Resistência e Bitola: O Fator de Segurança na Amarração
Apesar de não ser um componente estrutural final, a resistência à tração e a bitola (diâmetro) do Arame Recozido são fatores importantes de segurança e confiabilidade no canteiro de obras. O arame não pode ser fraco demais a ponto de se romper durante a torção manual ou ceder sob o peso do concreto. A resistência à tração do arame recozido é intencionalmente baixa (geralmente na faixa de $350$ a $500\,\text{MPa}$) em comparação com o arame trefilado a frio, o que é um resultado direto do processo de recozimento, mas é suficiente para a amarração.
A Influência do Diâmetro na Tensão do Nó
A bitola é a variável de controle primária. Para uma dada resistência do material, um arame de maior diâmetro (menor BWG) suporta maior tensão no nó. A escolha da bitola deve ser dimensionada para a carga de trabalho (peso da armadura, pressão do concreto). O uso de uma bitola muito fina (ex: BWG 22) para armaduras pesadas pode resultar no afrouxamento ou no rompimento dos nós sob manuseio. A organização de manufatura deve garantir que o diâmetro do arame seja uniforme ao longo de todo o rolo para garantir uma consistência de desempenho. O especialista em suprimento atua na correta indicação da bitola, muitas vezes padronizando o BWG 18 por ser o mais versátil e resistente à torção.

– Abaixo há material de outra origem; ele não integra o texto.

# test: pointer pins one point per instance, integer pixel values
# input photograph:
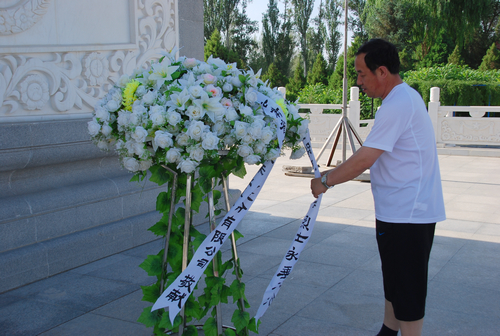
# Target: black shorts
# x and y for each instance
(404, 251)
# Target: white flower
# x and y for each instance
(173, 118)
(297, 154)
(196, 91)
(210, 141)
(196, 153)
(245, 150)
(194, 112)
(163, 139)
(252, 159)
(231, 114)
(173, 155)
(187, 166)
(149, 98)
(130, 164)
(112, 106)
(190, 63)
(240, 129)
(139, 134)
(251, 96)
(246, 110)
(102, 114)
(93, 127)
(196, 129)
(106, 129)
(145, 164)
(182, 139)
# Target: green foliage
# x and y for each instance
(491, 60)
(319, 72)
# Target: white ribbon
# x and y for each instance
(176, 295)
(298, 244)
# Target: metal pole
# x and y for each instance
(211, 215)
(185, 245)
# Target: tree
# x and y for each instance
(319, 73)
(455, 57)
(302, 10)
(333, 14)
(274, 76)
(296, 84)
(491, 60)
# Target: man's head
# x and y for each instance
(377, 65)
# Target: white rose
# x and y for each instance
(173, 155)
(245, 150)
(251, 96)
(231, 114)
(93, 127)
(187, 166)
(139, 134)
(252, 159)
(173, 118)
(130, 164)
(194, 112)
(196, 153)
(112, 106)
(267, 134)
(297, 154)
(196, 91)
(102, 114)
(163, 139)
(273, 154)
(145, 164)
(246, 110)
(106, 129)
(195, 130)
(210, 141)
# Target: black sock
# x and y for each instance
(386, 331)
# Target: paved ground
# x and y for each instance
(335, 288)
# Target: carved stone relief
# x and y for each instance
(20, 15)
(64, 83)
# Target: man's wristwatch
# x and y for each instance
(323, 181)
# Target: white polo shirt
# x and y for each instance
(405, 179)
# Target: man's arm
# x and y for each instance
(363, 159)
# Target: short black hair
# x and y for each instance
(379, 52)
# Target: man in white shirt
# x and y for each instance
(406, 185)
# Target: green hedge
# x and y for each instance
(459, 92)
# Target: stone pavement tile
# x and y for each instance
(93, 325)
(346, 309)
(127, 308)
(463, 298)
(439, 322)
(127, 270)
(29, 317)
(75, 291)
(299, 326)
(362, 282)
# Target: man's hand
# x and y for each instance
(317, 187)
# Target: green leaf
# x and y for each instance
(210, 327)
(151, 293)
(149, 318)
(252, 326)
(152, 265)
(163, 202)
(238, 290)
(159, 175)
(240, 319)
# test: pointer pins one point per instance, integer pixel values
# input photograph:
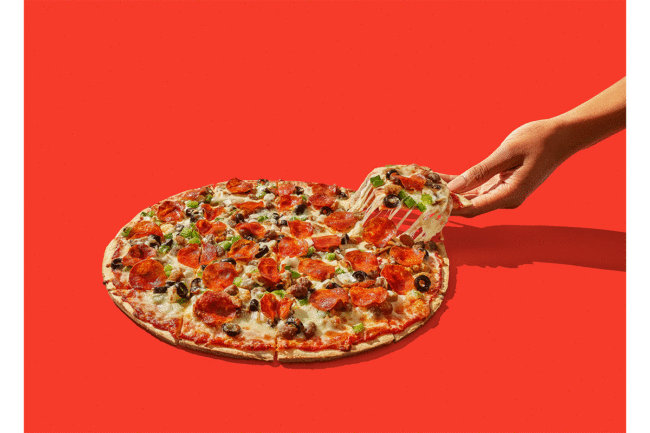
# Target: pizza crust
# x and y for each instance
(161, 334)
(107, 271)
(290, 355)
(262, 355)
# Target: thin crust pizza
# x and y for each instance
(295, 270)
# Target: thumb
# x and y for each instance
(476, 176)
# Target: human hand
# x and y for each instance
(531, 152)
(514, 170)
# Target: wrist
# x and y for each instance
(568, 134)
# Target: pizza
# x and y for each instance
(296, 270)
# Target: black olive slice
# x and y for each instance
(181, 290)
(391, 201)
(195, 287)
(231, 329)
(262, 252)
(300, 209)
(422, 283)
(360, 275)
(294, 321)
(391, 172)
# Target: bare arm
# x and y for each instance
(531, 152)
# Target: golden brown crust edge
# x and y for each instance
(261, 355)
(298, 355)
(161, 334)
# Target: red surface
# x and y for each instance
(127, 103)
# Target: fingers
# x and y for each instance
(503, 197)
(447, 177)
(494, 164)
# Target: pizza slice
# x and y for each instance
(399, 190)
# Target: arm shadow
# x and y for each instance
(507, 246)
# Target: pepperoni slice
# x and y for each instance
(250, 207)
(285, 188)
(237, 186)
(144, 229)
(364, 297)
(340, 221)
(399, 278)
(415, 182)
(253, 228)
(292, 247)
(284, 310)
(287, 202)
(192, 194)
(301, 229)
(270, 305)
(323, 188)
(407, 256)
(321, 200)
(362, 261)
(243, 250)
(138, 253)
(147, 274)
(206, 227)
(210, 212)
(208, 253)
(326, 243)
(214, 308)
(169, 211)
(269, 270)
(325, 300)
(378, 231)
(190, 256)
(218, 276)
(316, 269)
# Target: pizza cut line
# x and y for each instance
(302, 271)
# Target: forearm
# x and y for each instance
(593, 121)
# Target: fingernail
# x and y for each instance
(457, 183)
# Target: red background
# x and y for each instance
(127, 103)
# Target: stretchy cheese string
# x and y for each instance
(429, 223)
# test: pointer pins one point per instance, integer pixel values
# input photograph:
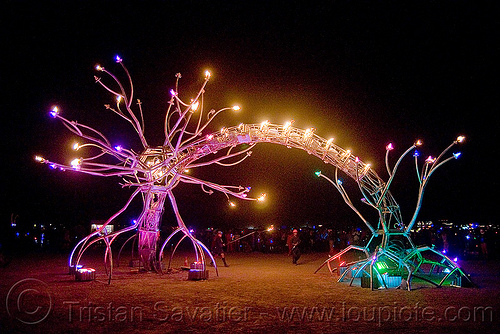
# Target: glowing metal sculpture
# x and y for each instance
(157, 170)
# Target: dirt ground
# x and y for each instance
(257, 293)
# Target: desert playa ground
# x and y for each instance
(256, 293)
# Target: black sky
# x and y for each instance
(367, 73)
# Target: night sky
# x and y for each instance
(367, 73)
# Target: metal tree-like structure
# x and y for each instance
(390, 252)
(154, 171)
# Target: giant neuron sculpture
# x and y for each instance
(390, 250)
(154, 171)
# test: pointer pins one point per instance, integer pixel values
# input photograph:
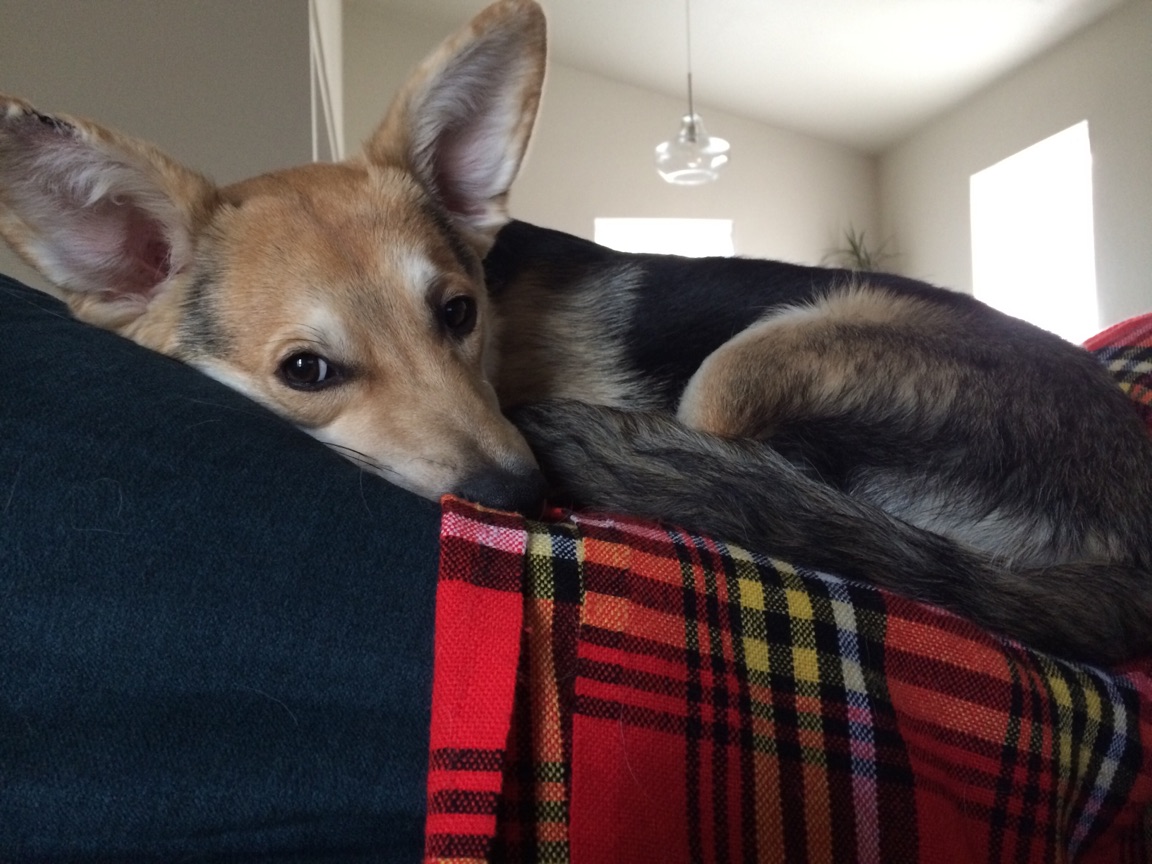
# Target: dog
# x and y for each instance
(871, 425)
(347, 297)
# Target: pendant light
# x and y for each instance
(692, 157)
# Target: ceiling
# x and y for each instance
(861, 73)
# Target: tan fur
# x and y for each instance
(841, 354)
(351, 263)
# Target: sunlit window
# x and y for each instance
(694, 237)
(1033, 255)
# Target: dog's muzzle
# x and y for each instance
(521, 490)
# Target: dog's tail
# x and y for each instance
(748, 493)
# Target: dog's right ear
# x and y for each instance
(462, 121)
(105, 218)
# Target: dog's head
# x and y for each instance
(346, 297)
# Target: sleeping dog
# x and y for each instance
(874, 426)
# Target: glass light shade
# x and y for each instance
(694, 157)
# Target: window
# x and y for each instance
(1033, 255)
(695, 237)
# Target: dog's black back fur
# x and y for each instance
(1037, 434)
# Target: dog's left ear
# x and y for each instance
(106, 218)
(462, 121)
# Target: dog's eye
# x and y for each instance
(459, 315)
(304, 371)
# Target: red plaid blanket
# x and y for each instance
(609, 690)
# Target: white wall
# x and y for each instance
(1104, 75)
(592, 152)
(220, 84)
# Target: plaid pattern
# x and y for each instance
(653, 696)
(1127, 351)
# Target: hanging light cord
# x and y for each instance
(688, 39)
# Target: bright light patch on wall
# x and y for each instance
(1033, 255)
(694, 237)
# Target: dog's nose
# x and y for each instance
(520, 490)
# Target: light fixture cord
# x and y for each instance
(688, 39)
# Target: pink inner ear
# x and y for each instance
(121, 248)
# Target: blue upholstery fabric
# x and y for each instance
(215, 635)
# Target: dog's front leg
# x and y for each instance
(649, 464)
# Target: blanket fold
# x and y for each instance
(607, 690)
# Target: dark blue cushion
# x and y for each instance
(215, 635)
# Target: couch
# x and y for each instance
(221, 642)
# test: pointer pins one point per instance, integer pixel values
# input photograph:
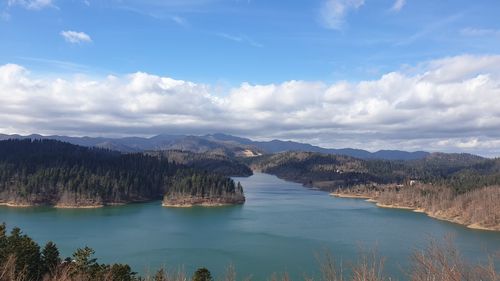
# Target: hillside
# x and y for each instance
(212, 162)
(47, 172)
(459, 188)
(223, 144)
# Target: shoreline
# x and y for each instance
(355, 196)
(191, 205)
(474, 226)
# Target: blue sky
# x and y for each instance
(234, 41)
(371, 74)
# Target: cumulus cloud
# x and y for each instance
(75, 37)
(398, 5)
(31, 4)
(449, 104)
(333, 12)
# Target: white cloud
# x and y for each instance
(75, 37)
(333, 12)
(180, 21)
(398, 5)
(31, 4)
(446, 104)
(480, 32)
(240, 39)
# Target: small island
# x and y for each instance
(202, 189)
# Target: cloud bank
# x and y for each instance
(450, 104)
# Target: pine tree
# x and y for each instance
(202, 274)
(50, 258)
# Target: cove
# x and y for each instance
(281, 227)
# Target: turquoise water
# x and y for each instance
(281, 227)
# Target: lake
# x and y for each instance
(281, 227)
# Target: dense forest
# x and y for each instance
(462, 172)
(195, 188)
(22, 259)
(47, 172)
(461, 188)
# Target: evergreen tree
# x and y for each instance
(50, 258)
(202, 274)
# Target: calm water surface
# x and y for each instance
(281, 227)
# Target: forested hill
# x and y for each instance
(211, 162)
(48, 172)
(329, 172)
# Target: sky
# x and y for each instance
(370, 74)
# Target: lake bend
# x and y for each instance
(282, 227)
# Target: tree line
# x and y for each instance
(22, 259)
(48, 172)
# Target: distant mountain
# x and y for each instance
(220, 144)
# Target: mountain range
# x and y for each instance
(219, 143)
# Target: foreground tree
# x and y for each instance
(202, 274)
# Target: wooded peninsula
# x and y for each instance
(53, 173)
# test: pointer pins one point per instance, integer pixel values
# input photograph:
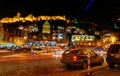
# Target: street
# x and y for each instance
(24, 64)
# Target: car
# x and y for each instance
(79, 58)
(113, 55)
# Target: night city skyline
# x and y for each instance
(95, 9)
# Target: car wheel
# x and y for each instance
(111, 65)
(84, 65)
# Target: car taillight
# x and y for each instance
(75, 58)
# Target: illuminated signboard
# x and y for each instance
(83, 38)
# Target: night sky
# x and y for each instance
(98, 9)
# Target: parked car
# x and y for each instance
(78, 58)
(113, 55)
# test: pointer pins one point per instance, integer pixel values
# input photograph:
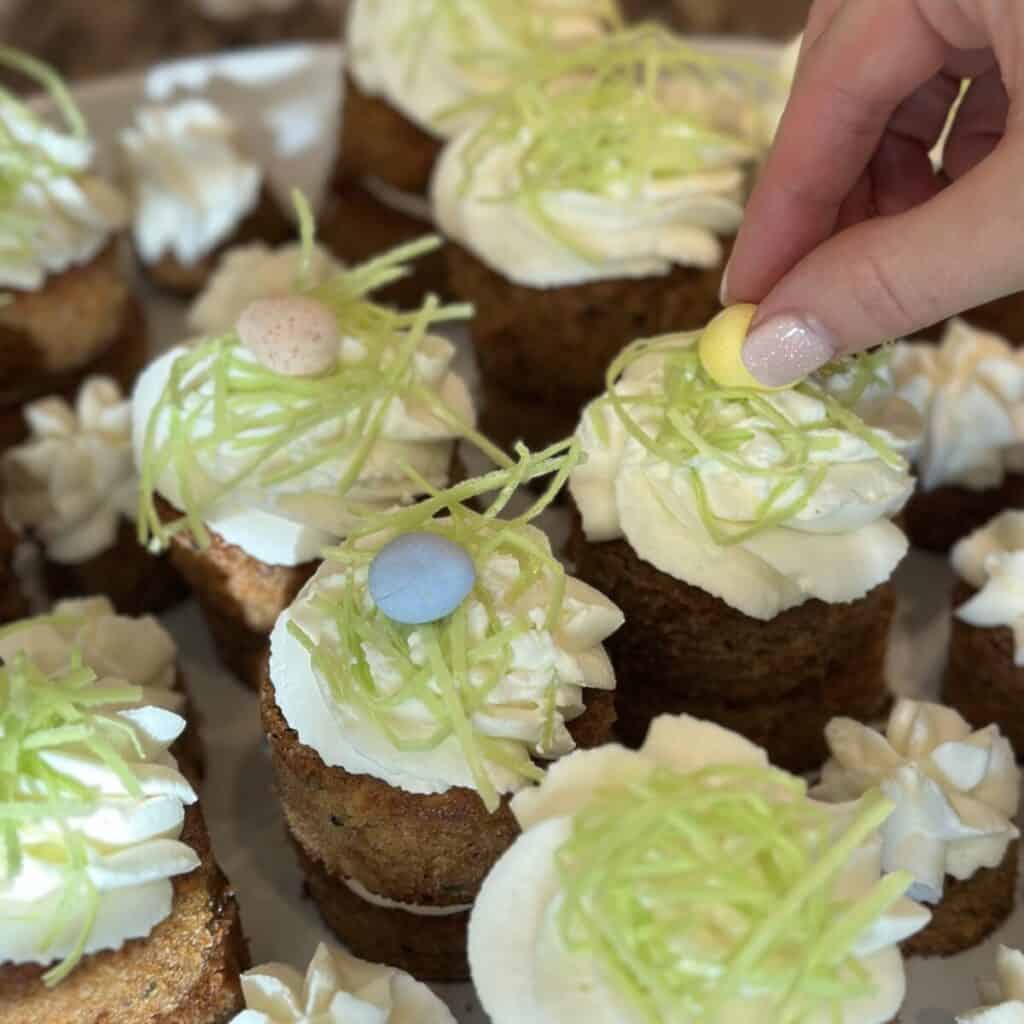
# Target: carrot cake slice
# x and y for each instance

Portanto, a bitola e a resistência são fatores de confiabilidade de montagem. Priorizar uma organização de suprimento que forneça Arame Recozido com diâmetro uniforme e resistência à tração dentro da faixa especificada é fundamental para evitar o rompimento dos nós durante a torção, suportar a carga dinâmica da concretagem e garantir a estabilidade da armadura antes da cura do concreto.